Thursday, June 28, 2012

Dare yourself, From "ex" to "next"

First, let me tell you when I started a new series "Dare yourself" I underestimated how daring it already was to live in the city for so long and actually not lose it..... well that's my opinion and I am sticking to it :) But I do apologize for my MIA in the series.

Anyway, when I started the series, one interesting thought did cross my mind. Why don't I have a friendly lunch or something with an ex? Daring act for me indeed, being a person who doesn't keep in touch with her ex's. I just don't see how it's possible or logical. I have enough good friends I enjoy to make room for the ones who either broke my heart or I broke theirs..

But with the new challenge to dare myself to do something I wouldn't normally do, I gave it another thought. Since I wasn't sure which ex I would want to contact and ask for a friendly re-union, I let it go. So imagine my surprise when one of them actually contacted me within the following 2 weeks.
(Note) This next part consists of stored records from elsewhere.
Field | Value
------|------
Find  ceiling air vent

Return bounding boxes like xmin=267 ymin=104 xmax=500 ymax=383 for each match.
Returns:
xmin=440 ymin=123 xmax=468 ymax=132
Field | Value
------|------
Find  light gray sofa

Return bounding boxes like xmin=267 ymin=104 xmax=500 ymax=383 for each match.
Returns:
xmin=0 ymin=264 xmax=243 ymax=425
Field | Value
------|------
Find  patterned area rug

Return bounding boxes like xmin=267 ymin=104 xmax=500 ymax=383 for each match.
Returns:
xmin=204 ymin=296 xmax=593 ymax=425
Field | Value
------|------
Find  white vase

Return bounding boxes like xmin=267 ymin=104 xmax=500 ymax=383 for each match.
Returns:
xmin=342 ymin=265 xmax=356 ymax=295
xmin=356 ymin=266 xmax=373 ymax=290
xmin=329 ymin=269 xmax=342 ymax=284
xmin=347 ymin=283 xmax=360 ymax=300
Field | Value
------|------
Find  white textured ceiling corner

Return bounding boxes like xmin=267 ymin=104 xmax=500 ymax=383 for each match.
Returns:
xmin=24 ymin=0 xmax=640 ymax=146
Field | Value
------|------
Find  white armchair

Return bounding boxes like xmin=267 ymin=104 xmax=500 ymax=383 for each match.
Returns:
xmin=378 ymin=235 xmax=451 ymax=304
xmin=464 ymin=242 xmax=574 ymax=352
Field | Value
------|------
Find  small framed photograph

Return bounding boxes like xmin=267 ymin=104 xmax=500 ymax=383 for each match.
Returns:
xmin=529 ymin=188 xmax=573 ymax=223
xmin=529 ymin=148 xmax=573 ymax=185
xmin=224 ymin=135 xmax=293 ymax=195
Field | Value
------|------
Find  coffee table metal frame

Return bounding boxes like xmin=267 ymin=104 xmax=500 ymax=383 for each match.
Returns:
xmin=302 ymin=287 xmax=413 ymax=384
Richard was a guy I dated 4 years ago for about 6 months. I met him in March of 2008, right after the busiest times at work passed, and I was ready to have some fun. And that's exactly what we did from the day (sorry, night:) we met. We saw each other almost every day, we went out in the city, we went to Long Island on the weekends. And most importantly, we both shared one big passion: wine! To pay due respect to our passion, we even made a trip to Cali, and drove all the way from LA to SF with a few stops along the way. We basically followed the steps from our favorite movie back then "Sideways". If someone hasn't seen it yet, please watch it. It's classic.

So we had a lot of fun. He was easy going, treated me like a gentleman would treat a lady. Though he was only 25 back then, he had "the moves": "Four Seasons" in Beverly Hills, horse-back riding on the beach, convertible car, Le Bernardin, and lots of Pinot (my favorite).

6 months passed (the time it normally takes for me to realize whether I fell in love or not, at least the only time I was in love...), and I started getting restless. I can't explain it, I just started getting distant. Getting back to busy times at work didn't help either. So I quietly disappeared. He tried to get me back a couple times, but he knew me too well: there is nothing you can do if I set my mind on something. We lost touch and I didn't date anyone for about 6 months, I felt terrible letting such a great guy go. I was mad at myself. Yet I couldn't explain it I knew it was the right decision. My friends were shocked as he was "perfect", and I was out of my mind. To make more sense to them,  I started comparing him to couture, that is perfect but if it doesn't fit - it's a disaster..

So imagine my surprise when he emailed me on LinkedIn this Spring (4 years after we met), saying that it'd been awhile and he was curious how I was, and if I would consider grabbing a drink some time. Initial reaction: you kidding me? Why would you want to see me when I was so mean in the end and simply disappeared. I know I regretted it but still knew it was the right decision back then. Why would it be any different this time around? Yet then I remembered my new challenge, and decided What the Hell, let me go see him. So I said Yes to getting together for a drink.

Being a gentleman again, he picked the place most convenient to me, and we met on a Friday night for some vino. Honestly, it was as easy and comfortable as if those 4 years of separation never took place. We again had fun, played pool (he was teaching me his moves, of course he was perfect at it too). And at the end of the night, he confessed that he was still very interested and would like to pick up where we left off 4 years ago. My reaction: hmmm... is there a master plan behind this or he's being honest..

Not sure what to make out of all this, I start dating him, and for a month,  we (again) go to nice places, we drink wine and we have a great time. Yet again, I am coming to realization this is just not my label :)). He is Chanel and I am Burberry.. I believe he got it this time too. So we quietly ended it and left "us" sideways :)

P.S. Pics from our trip to California, Summer 2008. Richard, thank you.